During traditional festivals like the Chinese New Year, the Lantern Festival and the Mid-Autumn Festival, red lanterns are hung along streets, in parks, department stores and restaurants to add to the ambiance of happiness.

However, even many locals don't realize that the round lanterns they see in Shanghai are in fact northern-style, the same type that Zhang Yimou used in his famous film "Raise the Red Lantern." And regional southern-style lanterns used in the royal court of the Southern Song Dynasty (1127-1279) are disappearing.

The difference is that the authentic southern lanterns are handcrafted of bamboo; they are often cylindrical and can take many shapes. Making lanterns was an ancient craft, and not all of them were red.

Modern lanterns are mass-produced, many are round, with a wire frame covered with synthetic fabric.

"I'm already over 80. My son doesn't want to learn the craft of making lanterns and I have no apprentices. I guess nobody will carry on my craft after I die," says Yu Zaolei, a southern lantern expert.
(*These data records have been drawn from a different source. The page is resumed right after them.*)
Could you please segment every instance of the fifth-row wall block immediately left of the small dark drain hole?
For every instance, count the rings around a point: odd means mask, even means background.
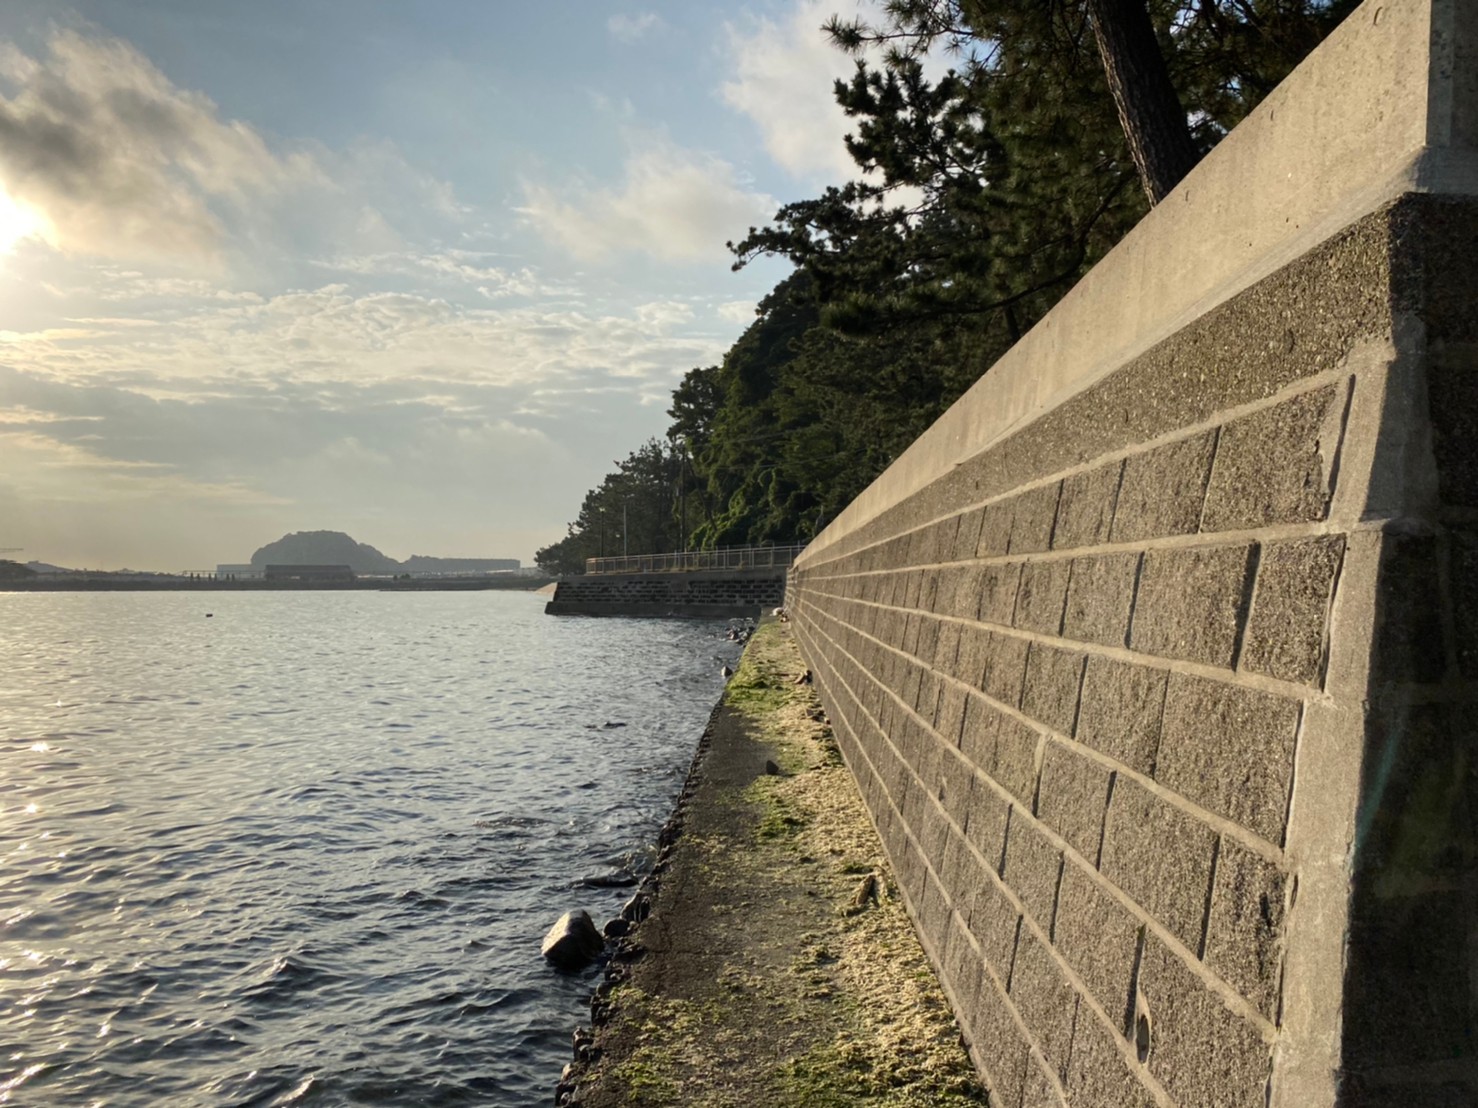
[[[1083,979],[1094,1000],[1129,1027],[1134,1003],[1134,959],[1144,925],[1097,880],[1072,863],[1063,866],[1052,944]]]

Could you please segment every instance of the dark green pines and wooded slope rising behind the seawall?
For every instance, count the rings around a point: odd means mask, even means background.
[[[859,179],[729,244],[736,269],[794,272],[539,566],[808,541],[1354,6],[891,0],[834,21],[859,55],[835,86]],[[940,44],[955,65],[930,80]]]

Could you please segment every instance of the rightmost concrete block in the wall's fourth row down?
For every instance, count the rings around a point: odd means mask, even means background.
[[[1270,1021],[1277,1018],[1287,878],[1233,839],[1221,841],[1206,922],[1206,965]]]

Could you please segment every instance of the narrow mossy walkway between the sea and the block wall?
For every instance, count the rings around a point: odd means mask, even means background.
[[[565,1104],[986,1104],[801,672],[786,626],[766,620]]]

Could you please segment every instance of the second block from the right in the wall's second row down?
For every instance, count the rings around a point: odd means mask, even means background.
[[[1145,553],[1129,646],[1230,668],[1246,616],[1250,558],[1247,544]]]

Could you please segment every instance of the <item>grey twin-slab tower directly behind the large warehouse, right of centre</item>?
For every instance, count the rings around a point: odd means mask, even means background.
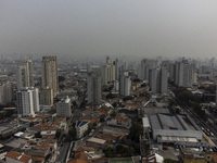
[[[168,72],[165,67],[150,71],[149,85],[153,93],[167,93]]]

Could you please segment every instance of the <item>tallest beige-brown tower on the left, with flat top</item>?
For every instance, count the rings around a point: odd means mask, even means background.
[[[56,57],[42,57],[41,73],[42,89],[51,88],[55,97],[59,92]]]

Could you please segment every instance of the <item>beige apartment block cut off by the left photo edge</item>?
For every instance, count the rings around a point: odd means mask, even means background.
[[[7,82],[0,85],[0,104],[7,104],[13,100],[13,84]]]

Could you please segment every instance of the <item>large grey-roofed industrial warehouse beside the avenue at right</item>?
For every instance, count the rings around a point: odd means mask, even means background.
[[[203,146],[201,128],[186,114],[152,114],[149,116],[149,123],[153,139],[157,142]]]

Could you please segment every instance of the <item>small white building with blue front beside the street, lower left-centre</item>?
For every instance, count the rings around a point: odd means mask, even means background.
[[[78,121],[76,124],[76,134],[77,134],[77,138],[81,138],[84,136],[84,134],[86,133],[86,130],[88,130],[89,127],[89,121]]]

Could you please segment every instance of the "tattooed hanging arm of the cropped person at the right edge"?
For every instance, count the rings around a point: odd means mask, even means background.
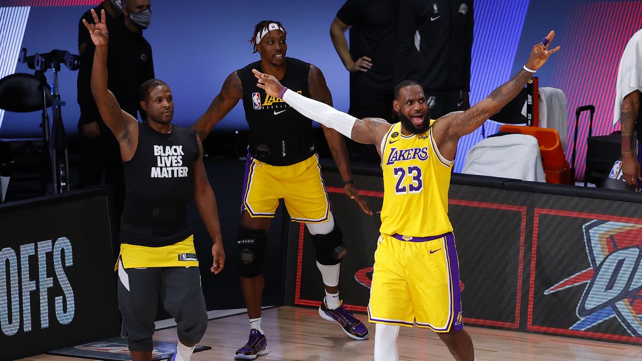
[[[620,107],[620,123],[622,125],[622,173],[624,180],[631,186],[638,184],[638,179],[642,180],[640,172],[640,163],[636,158],[634,148],[633,132],[636,127],[640,105],[640,91],[629,93],[622,100]]]

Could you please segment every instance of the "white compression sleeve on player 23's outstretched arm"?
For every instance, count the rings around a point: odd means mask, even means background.
[[[321,123],[325,125],[325,127],[333,128],[346,137],[352,137],[352,126],[354,122],[357,121],[357,118],[336,110],[320,101],[306,98],[290,89],[287,89],[283,94],[283,100],[288,103],[290,107],[297,110],[297,112],[300,112],[313,121]]]

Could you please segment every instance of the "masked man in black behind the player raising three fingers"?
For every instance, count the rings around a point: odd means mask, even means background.
[[[122,8],[116,3],[120,3]],[[105,0],[94,8],[96,13],[101,10],[105,10],[112,39],[107,60],[109,87],[123,110],[138,118],[138,89],[141,84],[154,78],[152,47],[143,37],[143,30],[150,24],[150,1]],[[85,12],[78,23],[78,51],[81,57],[78,69],[78,134],[81,139],[78,188],[99,184],[104,172],[105,182],[114,187],[117,216],[120,216],[125,199],[123,160],[116,137],[105,125],[91,96],[89,83],[95,46],[83,20],[93,21],[90,11]],[[141,118],[145,119],[142,110]]]

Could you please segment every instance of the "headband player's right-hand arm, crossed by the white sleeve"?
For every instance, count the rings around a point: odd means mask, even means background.
[[[310,64],[308,75],[308,90],[312,99],[321,101],[332,107],[332,94],[330,94],[330,89],[328,89],[327,84],[325,84],[323,73],[318,67],[312,64]],[[341,173],[344,182],[343,193],[351,199],[354,199],[361,209],[363,209],[364,213],[372,215],[372,211],[370,211],[365,201],[361,199],[354,186],[352,170],[350,169],[350,159],[348,158],[348,148],[345,146],[343,136],[333,128],[325,127],[325,125],[321,125],[321,127],[323,128],[325,140],[330,148],[330,152],[332,152],[334,163],[336,163],[337,168],[339,168],[339,173]]]

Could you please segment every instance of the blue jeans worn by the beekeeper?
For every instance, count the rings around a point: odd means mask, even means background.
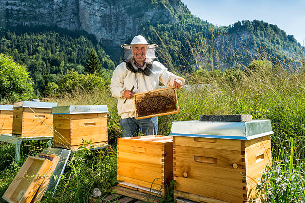
[[[122,137],[136,137],[140,135],[156,135],[158,132],[158,117],[136,119],[121,118]]]

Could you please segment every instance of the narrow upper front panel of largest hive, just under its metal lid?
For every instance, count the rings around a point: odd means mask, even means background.
[[[240,151],[240,140],[175,136],[174,145]]]

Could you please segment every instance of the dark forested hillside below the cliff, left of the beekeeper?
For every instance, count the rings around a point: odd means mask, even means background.
[[[113,70],[115,65],[101,44],[84,31],[46,26],[0,28],[0,53],[24,64],[38,91],[48,82],[57,83],[59,76],[68,70],[84,73],[83,66],[92,47],[98,53],[102,68]]]

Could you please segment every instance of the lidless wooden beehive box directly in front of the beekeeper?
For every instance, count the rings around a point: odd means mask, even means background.
[[[171,136],[118,139],[117,180],[120,186],[164,195],[173,179],[172,164]]]

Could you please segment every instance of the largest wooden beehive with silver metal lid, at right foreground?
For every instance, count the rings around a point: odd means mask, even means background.
[[[271,166],[272,133],[270,120],[173,122],[174,198],[259,202],[255,189]]]

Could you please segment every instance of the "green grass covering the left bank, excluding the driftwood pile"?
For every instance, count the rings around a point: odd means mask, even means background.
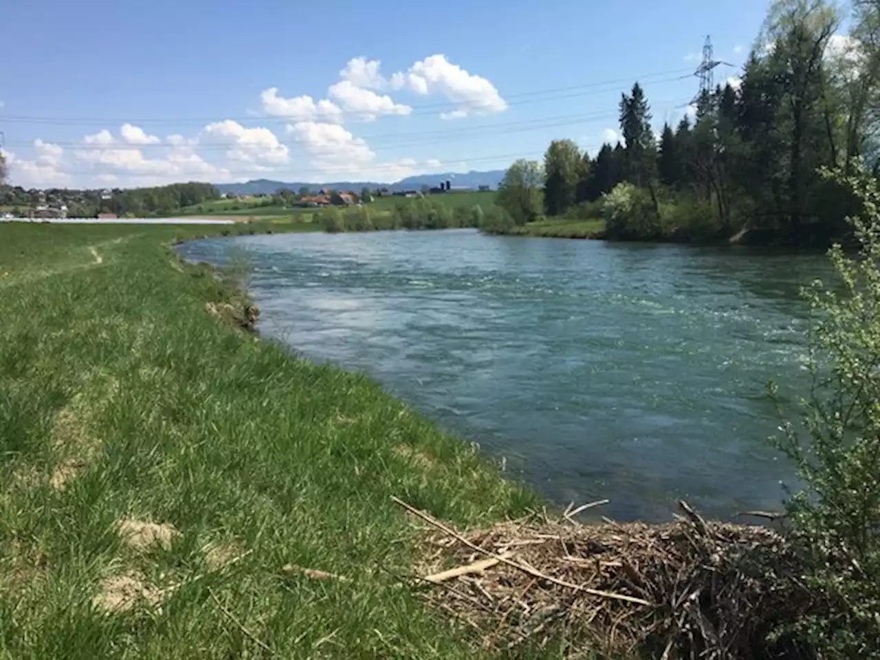
[[[231,275],[167,244],[238,230],[0,225],[0,656],[479,656],[400,586],[421,532],[391,497],[470,526],[533,495],[218,319]]]

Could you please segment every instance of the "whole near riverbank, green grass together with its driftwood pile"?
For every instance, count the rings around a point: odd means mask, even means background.
[[[370,379],[242,332],[235,274],[169,249],[203,232],[3,230],[5,653],[760,656],[822,605],[773,532],[551,516]]]

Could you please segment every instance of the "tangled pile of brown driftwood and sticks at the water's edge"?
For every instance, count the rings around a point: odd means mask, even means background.
[[[797,657],[780,625],[810,609],[785,539],[707,522],[685,502],[669,524],[577,524],[535,515],[459,533],[429,524],[416,568],[429,602],[484,649],[554,656]],[[601,502],[597,502],[601,503]]]

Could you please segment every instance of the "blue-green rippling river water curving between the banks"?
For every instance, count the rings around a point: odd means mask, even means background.
[[[246,253],[262,334],[367,372],[561,505],[656,521],[684,498],[731,518],[791,482],[766,383],[808,383],[798,290],[830,272],[822,254],[469,230],[180,249]]]

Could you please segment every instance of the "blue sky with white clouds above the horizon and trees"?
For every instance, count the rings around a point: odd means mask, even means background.
[[[29,0],[4,6],[11,183],[394,181],[618,139],[638,80],[656,128],[736,77],[766,0]]]

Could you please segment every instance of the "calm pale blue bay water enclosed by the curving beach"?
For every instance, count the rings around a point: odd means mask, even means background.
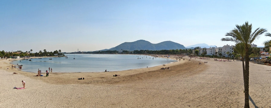
[[[65,57],[33,58],[32,61],[13,61],[11,64],[23,65],[22,71],[42,73],[49,67],[53,72],[104,72],[153,67],[174,62],[166,58],[153,58],[149,55],[118,55],[118,54],[68,54]],[[76,58],[76,59],[73,59]],[[138,59],[140,58],[140,59]],[[29,59],[29,58],[28,58]]]

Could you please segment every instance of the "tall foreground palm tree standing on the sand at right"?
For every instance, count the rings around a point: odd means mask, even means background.
[[[257,28],[252,32],[252,24],[245,22],[243,25],[236,25],[236,28],[226,33],[225,36],[230,36],[222,38],[221,41],[234,41],[236,44],[241,44],[241,48],[245,50],[245,67],[243,67],[243,77],[244,77],[244,92],[245,92],[245,108],[249,108],[249,48],[250,44],[260,35],[267,32],[266,29]],[[242,58],[243,59],[243,58]]]

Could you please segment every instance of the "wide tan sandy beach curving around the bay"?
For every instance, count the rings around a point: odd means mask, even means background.
[[[37,73],[11,69],[10,61],[3,59],[0,108],[244,107],[241,61],[184,58],[166,66],[102,73],[50,73],[48,77],[45,73],[36,76]],[[162,67],[170,69],[161,70]],[[120,76],[114,77],[115,74]],[[81,77],[85,79],[77,79]],[[251,108],[271,107],[270,78],[270,66],[250,63]],[[23,87],[22,80],[26,88],[14,89]]]

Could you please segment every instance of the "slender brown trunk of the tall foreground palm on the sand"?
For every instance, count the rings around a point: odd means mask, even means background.
[[[245,92],[245,108],[249,108],[249,51],[246,49],[245,55],[245,71],[243,70],[244,76],[244,92]]]

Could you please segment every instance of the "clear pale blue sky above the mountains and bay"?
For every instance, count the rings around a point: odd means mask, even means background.
[[[109,49],[124,42],[184,46],[221,38],[246,21],[271,32],[270,0],[2,0],[0,50]],[[271,38],[262,35],[254,44]]]

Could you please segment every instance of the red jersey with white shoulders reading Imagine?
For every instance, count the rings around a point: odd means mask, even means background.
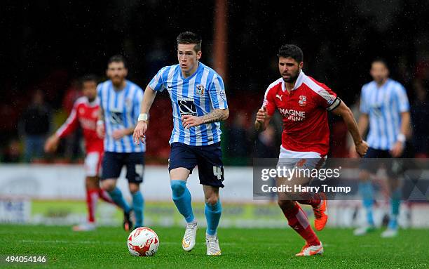
[[[276,108],[282,115],[282,146],[286,150],[325,156],[329,151],[327,110],[333,110],[340,102],[325,84],[301,71],[290,93],[282,78],[268,86],[263,105],[269,116]]]

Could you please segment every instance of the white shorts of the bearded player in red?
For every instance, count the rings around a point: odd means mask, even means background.
[[[322,157],[320,153],[308,151],[299,152],[286,150],[280,146],[280,155],[278,155],[277,166],[285,166],[287,169],[298,167],[301,169],[319,169],[326,161],[326,156]]]

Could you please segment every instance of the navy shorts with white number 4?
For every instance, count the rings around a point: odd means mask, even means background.
[[[193,146],[184,143],[172,143],[168,171],[183,167],[191,173],[198,165],[200,184],[224,188],[224,164],[220,143]]]

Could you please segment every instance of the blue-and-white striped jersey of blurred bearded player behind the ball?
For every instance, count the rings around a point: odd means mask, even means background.
[[[135,145],[132,135],[114,140],[114,130],[134,127],[140,114],[140,104],[143,100],[143,90],[127,80],[125,88],[115,91],[111,80],[97,86],[97,95],[104,111],[104,151],[106,152],[145,152],[146,145]]]

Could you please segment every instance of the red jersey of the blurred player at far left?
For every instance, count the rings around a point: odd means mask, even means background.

He was invited to Shanghai from Hangzhou, capital city of neighboring Zhejiang Province, for a Lantern Festival celebration organized by East Dawning and the Oriental Morning Post.

The southern-style lanterns are also known as the Xixing lanterns, named after the neighborhood, specially known for making lanterns in ancient times.

Compared with the common round lanterns of wire that are mass produced today, the Xixing lanterns are still completely handmade from flexible bamboo threads, easy to shape yet difficult to make.

The lantern makers first decide the width of the bamboo according to the type of lantern to be made. Then different pieces, sometimes soaked in water to make them pliable, are woven together to make the shell or framework of the lantern - this is much more difficult than working with a metal framework.